Personal information
- Born: April 23, 1927 Hazlehurst, Georgia, U.S.
- Died: May 20, 2017 (aged 90) West Melbourne, Florida, U.S.
- Listed height: 6 ft 1 in (1.85 m)
- Listed weight: 189 lb (86 kg)

Career information
- High school: Waycross (GA)
- College: Georgia
- NFL draft: 1952: 7th round, 78th overall pick

Career history
- Pittsburgh Steelers (1952–1953);

Awards and highlights
- First-team All-SEC (1951);

Career NFL statistics
- Interceptions: 5
- Stats at Pro Football Reference

= Claude Hipps =

American football player (1927–2017)

Claude Marion Hipps (April 23, 1927 – May 20, 2017) was an American professional football defensive back who played two seasons with the Pittsburgh Steelers of the National Football League (NFL). He was selected by the Steelers in the seventh round of the 1952 NFL draft after playing college football at the University of Georgia.

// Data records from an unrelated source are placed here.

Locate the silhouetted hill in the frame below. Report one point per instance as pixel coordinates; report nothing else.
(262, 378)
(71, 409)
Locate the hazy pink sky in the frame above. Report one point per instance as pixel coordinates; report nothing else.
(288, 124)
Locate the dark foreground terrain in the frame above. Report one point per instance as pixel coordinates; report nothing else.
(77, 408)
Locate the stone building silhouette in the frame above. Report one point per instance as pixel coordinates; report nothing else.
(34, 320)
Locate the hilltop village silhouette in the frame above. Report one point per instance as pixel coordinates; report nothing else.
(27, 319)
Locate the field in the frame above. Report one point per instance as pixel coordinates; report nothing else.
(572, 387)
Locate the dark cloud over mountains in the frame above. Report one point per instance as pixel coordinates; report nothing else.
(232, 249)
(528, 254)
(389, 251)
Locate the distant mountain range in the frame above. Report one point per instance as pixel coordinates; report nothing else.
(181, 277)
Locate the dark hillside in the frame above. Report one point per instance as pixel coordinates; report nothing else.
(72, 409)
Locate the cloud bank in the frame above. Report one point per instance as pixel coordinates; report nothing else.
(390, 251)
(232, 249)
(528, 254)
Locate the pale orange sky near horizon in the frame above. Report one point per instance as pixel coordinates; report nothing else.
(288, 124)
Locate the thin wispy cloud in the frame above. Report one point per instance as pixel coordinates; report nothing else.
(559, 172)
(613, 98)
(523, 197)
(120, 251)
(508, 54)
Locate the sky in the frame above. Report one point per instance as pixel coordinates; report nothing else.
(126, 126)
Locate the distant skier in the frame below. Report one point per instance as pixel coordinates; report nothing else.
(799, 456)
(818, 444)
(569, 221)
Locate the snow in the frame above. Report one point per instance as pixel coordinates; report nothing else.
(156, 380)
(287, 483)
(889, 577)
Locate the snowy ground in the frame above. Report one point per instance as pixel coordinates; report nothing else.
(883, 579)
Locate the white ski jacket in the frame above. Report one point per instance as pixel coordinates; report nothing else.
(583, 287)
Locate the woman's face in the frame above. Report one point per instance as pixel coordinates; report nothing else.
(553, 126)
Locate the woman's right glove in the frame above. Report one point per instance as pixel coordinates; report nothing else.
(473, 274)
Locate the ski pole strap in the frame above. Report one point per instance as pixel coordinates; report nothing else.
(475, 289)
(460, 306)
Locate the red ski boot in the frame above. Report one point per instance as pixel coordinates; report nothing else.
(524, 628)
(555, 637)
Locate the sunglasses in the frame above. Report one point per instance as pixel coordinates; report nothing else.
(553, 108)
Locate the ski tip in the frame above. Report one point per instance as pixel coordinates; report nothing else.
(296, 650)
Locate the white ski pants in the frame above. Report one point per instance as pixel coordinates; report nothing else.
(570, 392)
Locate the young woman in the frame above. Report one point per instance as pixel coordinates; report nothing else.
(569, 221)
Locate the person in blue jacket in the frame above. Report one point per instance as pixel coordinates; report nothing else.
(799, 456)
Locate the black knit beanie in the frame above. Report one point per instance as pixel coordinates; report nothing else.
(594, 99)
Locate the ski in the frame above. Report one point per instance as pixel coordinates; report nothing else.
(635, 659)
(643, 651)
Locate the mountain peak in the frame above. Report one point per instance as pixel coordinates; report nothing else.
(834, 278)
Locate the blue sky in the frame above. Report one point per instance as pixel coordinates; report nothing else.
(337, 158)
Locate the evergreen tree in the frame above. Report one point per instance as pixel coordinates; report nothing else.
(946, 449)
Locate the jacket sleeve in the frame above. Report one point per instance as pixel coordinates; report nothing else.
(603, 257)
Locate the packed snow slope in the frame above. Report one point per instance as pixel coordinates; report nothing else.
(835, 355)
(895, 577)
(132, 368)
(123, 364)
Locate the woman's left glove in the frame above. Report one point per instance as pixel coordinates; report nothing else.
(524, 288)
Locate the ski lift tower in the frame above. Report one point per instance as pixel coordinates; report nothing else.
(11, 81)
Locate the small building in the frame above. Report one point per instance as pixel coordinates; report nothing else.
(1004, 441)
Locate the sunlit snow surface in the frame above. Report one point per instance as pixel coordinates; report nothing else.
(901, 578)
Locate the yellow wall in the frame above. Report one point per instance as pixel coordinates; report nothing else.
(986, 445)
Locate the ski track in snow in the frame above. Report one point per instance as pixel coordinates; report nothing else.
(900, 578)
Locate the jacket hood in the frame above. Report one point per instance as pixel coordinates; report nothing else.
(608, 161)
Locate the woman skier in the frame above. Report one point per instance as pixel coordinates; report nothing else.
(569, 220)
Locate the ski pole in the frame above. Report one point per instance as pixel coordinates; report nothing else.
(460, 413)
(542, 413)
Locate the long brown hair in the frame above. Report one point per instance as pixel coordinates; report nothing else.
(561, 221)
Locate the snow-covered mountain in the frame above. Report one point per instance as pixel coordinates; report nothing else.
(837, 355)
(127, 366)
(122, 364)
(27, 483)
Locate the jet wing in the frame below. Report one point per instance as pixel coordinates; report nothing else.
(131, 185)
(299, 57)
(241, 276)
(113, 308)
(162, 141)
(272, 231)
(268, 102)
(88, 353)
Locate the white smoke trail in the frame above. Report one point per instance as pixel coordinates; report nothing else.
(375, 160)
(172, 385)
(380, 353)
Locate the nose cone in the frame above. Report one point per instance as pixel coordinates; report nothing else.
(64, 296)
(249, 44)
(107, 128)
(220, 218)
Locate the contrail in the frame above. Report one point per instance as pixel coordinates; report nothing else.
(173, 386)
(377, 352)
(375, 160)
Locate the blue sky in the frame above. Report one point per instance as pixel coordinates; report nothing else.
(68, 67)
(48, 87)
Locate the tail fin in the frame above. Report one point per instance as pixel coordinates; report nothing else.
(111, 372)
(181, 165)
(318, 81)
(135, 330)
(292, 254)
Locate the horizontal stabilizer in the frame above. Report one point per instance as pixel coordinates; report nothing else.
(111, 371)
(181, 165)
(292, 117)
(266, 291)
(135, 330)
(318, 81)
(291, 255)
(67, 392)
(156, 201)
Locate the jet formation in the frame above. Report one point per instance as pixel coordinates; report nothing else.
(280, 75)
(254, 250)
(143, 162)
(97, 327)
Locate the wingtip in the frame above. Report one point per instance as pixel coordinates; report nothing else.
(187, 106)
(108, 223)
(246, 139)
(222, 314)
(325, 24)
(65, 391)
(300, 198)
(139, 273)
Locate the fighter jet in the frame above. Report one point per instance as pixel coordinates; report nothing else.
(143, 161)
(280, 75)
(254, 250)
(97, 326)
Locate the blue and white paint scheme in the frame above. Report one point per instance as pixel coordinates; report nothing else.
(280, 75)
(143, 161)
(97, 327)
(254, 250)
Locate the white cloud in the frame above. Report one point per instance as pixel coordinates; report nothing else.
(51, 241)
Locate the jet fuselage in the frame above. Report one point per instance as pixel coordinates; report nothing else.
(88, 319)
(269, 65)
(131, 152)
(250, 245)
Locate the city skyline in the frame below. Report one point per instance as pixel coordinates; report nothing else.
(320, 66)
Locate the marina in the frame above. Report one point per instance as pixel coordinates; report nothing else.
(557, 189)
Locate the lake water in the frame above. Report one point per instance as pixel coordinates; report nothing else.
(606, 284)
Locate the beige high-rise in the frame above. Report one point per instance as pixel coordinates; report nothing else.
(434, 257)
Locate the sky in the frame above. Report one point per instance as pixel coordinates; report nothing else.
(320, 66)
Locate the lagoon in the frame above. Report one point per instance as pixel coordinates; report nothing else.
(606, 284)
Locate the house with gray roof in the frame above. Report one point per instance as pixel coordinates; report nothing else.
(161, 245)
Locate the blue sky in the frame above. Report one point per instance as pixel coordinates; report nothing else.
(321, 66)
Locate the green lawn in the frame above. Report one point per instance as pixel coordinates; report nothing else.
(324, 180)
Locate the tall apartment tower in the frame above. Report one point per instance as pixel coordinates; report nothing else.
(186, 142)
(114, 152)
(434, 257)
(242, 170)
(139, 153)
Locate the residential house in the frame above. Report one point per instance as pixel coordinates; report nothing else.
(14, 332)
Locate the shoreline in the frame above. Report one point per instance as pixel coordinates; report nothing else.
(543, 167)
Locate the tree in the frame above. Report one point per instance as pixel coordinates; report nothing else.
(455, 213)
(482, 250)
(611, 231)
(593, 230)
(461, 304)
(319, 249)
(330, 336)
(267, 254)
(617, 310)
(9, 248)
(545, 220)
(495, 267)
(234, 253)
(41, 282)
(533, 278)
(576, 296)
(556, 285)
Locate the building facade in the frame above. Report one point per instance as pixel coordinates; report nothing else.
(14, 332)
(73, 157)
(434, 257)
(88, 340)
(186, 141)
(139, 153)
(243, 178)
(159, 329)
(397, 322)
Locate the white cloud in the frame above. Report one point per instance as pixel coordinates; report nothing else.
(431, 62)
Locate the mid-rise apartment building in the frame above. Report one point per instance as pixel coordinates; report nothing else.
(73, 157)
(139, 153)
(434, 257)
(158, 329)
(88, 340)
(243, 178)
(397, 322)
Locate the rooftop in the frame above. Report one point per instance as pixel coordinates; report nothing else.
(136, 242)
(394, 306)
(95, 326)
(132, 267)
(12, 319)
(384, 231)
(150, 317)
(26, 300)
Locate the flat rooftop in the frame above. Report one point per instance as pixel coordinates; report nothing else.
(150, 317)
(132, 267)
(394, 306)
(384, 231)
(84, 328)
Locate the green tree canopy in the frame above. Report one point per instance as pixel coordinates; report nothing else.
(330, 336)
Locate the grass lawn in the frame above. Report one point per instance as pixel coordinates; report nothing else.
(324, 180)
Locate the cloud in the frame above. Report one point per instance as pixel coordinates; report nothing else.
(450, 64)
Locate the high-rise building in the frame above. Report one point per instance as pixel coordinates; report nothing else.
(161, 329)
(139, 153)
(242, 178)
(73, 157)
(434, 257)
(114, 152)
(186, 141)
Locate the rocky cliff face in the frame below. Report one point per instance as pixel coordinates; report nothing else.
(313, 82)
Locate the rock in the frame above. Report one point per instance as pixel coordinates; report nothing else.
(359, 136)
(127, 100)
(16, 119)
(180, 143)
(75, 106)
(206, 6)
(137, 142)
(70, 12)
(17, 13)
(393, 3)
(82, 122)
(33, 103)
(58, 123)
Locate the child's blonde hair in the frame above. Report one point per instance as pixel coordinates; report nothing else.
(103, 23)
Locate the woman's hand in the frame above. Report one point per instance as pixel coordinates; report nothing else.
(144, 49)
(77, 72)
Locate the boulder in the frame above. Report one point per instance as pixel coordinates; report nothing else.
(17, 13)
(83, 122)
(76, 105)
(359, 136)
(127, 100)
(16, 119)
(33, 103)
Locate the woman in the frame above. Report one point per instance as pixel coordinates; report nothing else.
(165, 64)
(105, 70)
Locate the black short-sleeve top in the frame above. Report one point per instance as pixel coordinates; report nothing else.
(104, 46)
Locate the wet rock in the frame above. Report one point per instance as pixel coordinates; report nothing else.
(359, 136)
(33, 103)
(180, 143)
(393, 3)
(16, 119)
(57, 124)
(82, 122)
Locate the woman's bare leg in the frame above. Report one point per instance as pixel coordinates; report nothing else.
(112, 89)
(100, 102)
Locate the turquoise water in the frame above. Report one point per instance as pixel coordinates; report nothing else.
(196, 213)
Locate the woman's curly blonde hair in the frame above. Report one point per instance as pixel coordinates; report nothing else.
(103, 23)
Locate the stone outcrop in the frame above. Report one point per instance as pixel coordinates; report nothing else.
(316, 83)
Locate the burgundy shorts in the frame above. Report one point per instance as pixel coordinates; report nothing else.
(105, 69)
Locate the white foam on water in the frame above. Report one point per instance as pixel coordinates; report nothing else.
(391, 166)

==Early life and college==
Claude Marion Hipps was born on April 23, 1927, in Hazlehurst, Georgia. He attended Waycross High School in Waycross, Georgia. He was inducted into the Ware County Sports Hall of Fame in 1986.

He lettered for the Georgia Bulldogs in 1944. His college career was interrupted by a stint in the United States Marine Corps. While in the military, he played football for the Atlantic Fleet All Star teams and was the MVP of the China Bowl. He returned to college in 1949 and lettered for the Bulldogs from 1949 to 1951. Hipps was named first-team All-SEC by the Associated Press his senior year in 1951. He graduated with a degree in business.

==Professional career==
Hipps was selected by the Pittsburgh Steelers in the seventh round, with the 78th overall pick, of the 1952 NFL draft. He played in 12 games, starting nine, for the Steelers during the 1952 season, recording three interceptions. He appeared in five games, starting four, during the 1953 season and made two interceptions. He spent part of the season on injured reserve. Hipps became a free agent in May 1954.

==Personal life==
Hipps died in 2017 at the age of 90 in West Melbourne, Florida.